Unchanged: IV rtPA should be administered to eligible patients even if intra-arterial interventions are being considered.
Revised: Select patients with MCA strokes of < 6 hours duration who are not IV rtPA candidates can benefit from intra-arterial fibrinolysis, which should be administered at an experienced stroke center with rapid cerebral angiography capabilities and defined qualification criteria. Though their ultimate impact on patient outcomes has yet to be determined, the Merci, Penumbra System, Solitaire™ FR, and Trevo® devices can be useful in recanalizing the occluded artery, either alone or in combination with pharmacologic fibrinolysis. Intra-arterial fibrinolysis or mechanical thrombectomy can be considered in patients unqualified for IV fibrinolysis.
New: Minimizing delays in administering intra-arterial fibrinolysis improves outcomes.

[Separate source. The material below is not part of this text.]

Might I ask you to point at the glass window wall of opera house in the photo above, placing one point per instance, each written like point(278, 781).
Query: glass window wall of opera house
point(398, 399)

Stent retrievers such as Solitaire FR and Trevo are preferred to coil retrievers such as Merci, whereas the effectiveness of the Penumbra System vs stent retrievers is, as of the new guideline's publication, not yet determined. In patients with a large artery stroke who have not responded to IV fibrinolysis, intra-arterial fibrinolysis and mechanical thrombectomy are reasonable approaches. Emergent intracranial angioplasty and/or shunting do not have proven usefulness, nor does the use of these approaches in the extracranial carotid or vertebral arteries in unselected patients.